A Secretaria de Estado de Educação e Cultura (SEE), por meio da Divisão de Educação Ambiental, em parceria com a Universidade Federal do Acre (Ufac), realizou nesta terça-feira, 26, em Rio Branco, uma oficina de formação com o tema Educação Ambiental e Mudanças Climáticas. A atividade foi desenvolvida no Parque Zoobotânico da Ufac e integrou as ações do programa Escola Verde. O público-alvo foi composto de assessores pedagógicos que atuam com professores do ensino fundamental, anos finais, da rede estadual.

Assessores pedagógicos da SEE participam da oficina, preparando-se para multiplicar conhecimentos sobre educação ambiental na rede estadual. Foto: Mardilson Gomes/SEE

Com a participação de cerca de 30 profissionais, a oficina teve como objetivo capacitar os educadores para multiplicar informações e práticas educativas sobre sustentabilidade e mudanças climáticas. A programação incluiu palestras, debates, atividades práticas e uma caminhada pelas trilhas do Parque Zoobotânico, com abordagens alinhadas à Base Nacional Comum Curricular (BNCC).

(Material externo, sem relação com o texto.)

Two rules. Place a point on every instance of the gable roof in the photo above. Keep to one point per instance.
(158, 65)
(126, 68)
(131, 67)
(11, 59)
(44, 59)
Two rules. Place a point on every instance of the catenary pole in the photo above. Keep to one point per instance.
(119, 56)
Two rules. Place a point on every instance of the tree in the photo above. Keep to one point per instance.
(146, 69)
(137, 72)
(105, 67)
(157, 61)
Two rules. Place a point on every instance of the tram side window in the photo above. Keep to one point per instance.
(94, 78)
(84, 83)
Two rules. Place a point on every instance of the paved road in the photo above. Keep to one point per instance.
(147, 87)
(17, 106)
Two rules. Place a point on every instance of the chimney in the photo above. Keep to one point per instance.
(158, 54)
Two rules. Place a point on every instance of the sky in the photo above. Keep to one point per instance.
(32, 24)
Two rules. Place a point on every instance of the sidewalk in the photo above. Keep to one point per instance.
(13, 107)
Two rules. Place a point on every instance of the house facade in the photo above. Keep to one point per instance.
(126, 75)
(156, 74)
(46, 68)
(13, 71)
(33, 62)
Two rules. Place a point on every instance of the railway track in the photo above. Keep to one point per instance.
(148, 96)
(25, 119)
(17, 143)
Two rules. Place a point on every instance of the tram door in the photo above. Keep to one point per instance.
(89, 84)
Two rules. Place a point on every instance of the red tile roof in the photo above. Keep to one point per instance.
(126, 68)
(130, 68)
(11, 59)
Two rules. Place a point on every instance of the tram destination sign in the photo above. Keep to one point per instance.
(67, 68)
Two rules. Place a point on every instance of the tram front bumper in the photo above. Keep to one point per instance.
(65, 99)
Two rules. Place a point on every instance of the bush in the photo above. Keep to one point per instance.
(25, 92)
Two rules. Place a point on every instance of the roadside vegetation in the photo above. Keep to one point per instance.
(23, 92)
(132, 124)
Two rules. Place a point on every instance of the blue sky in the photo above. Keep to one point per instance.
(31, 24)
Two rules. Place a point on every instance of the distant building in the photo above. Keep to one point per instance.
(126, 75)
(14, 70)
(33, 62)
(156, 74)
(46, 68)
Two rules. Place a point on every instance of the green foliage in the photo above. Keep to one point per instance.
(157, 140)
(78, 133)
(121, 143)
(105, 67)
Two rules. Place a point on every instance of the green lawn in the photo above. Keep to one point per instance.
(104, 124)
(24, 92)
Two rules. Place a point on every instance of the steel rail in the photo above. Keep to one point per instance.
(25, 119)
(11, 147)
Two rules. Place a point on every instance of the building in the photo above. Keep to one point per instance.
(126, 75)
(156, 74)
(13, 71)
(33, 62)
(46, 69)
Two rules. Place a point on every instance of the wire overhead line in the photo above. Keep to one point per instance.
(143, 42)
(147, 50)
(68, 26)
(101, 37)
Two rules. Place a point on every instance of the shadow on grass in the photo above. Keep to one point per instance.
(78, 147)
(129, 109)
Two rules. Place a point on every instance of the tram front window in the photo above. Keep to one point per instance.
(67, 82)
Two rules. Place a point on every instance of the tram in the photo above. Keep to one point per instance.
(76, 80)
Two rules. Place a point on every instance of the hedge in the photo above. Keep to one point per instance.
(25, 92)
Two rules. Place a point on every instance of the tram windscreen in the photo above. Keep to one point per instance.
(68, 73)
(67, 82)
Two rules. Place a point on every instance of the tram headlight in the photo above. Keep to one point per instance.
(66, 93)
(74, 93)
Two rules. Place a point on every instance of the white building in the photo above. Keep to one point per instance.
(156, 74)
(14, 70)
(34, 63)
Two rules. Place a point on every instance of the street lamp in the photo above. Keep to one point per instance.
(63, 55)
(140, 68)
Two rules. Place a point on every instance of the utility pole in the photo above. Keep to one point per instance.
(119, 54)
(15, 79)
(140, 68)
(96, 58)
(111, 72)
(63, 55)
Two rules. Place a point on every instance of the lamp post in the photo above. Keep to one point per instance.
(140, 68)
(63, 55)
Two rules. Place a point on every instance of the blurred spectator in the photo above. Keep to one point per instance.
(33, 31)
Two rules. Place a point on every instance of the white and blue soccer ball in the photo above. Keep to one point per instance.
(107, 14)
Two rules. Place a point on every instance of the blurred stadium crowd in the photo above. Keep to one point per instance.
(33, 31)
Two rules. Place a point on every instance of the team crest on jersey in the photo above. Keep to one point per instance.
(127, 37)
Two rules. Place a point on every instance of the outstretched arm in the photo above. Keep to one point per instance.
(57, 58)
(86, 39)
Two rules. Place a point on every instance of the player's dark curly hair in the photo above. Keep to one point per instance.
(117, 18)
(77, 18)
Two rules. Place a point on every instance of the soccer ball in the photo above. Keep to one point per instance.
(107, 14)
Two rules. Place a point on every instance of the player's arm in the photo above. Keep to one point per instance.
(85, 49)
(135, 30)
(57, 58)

Pela manhã, o evento contou com a contribuição de professores da Ufac: Foster Brown, que ministrou aula prática e uma palestra sobre mudanças climáticas; Murilena Pinheiro, que discutiu temas relacionados à educação ambiental; e Joana da Mata, que trouxe reflexões sobre sustentabilidade.

Participantes trocam experiências e discutem estratégias para abordar mudanças climáticas nas escolas da rede estadual. Foto: Mardilson Gomes/SEE

No turno da tarde, os participantes aprofundaram conhecimentos em temas como “Educação que transforma – construção de composteira caseira”, apresentado por Dalva Martins, e os preparativos para a 6ª Conferência Infantojuvenil pelo Meio Ambiente, abordados por Fátima Nascimento, da SEE. A conferência estadual, prevista para 2025, selecionará estudantes de 11 a 14 anos para representar o Acre no evento nacional, em Brasília.

Para a chefe da Divisão de Educação Ambiental da SEE, Maria de Fátima Oliveira, a oficina foi essencial para sensibilizar os educadores sobre os impactos das mudanças climáticas e orientá-los a incluir essa temática em suas práticas pedagógicas.

“É essencial que nossos alunos compreendam as causas, consequências e soluções dos problemas ambientais. A educação é o caminho para formar cidadãos conscientes e responsáveis pelo planeta que habitarão no futuro”, afirmou.

Chefe da Divisão de Educação Ambiental da SEE, Maria de Fátima Oliveria, reforça papel da educação na formação de cidadãos conscientes sobre meio ambiente. Foto: Mardilson Go mes/SEE

A coordenadora do Parque Zoobotânico, Cristina Boaventura, também destacou a relevância da parceria entre Ufac e SEE. “O Parque é um espaço educador que promove ensino, pesquisa e extensão, e eventos como este fortalecem as ações de educação ambiental”, observou.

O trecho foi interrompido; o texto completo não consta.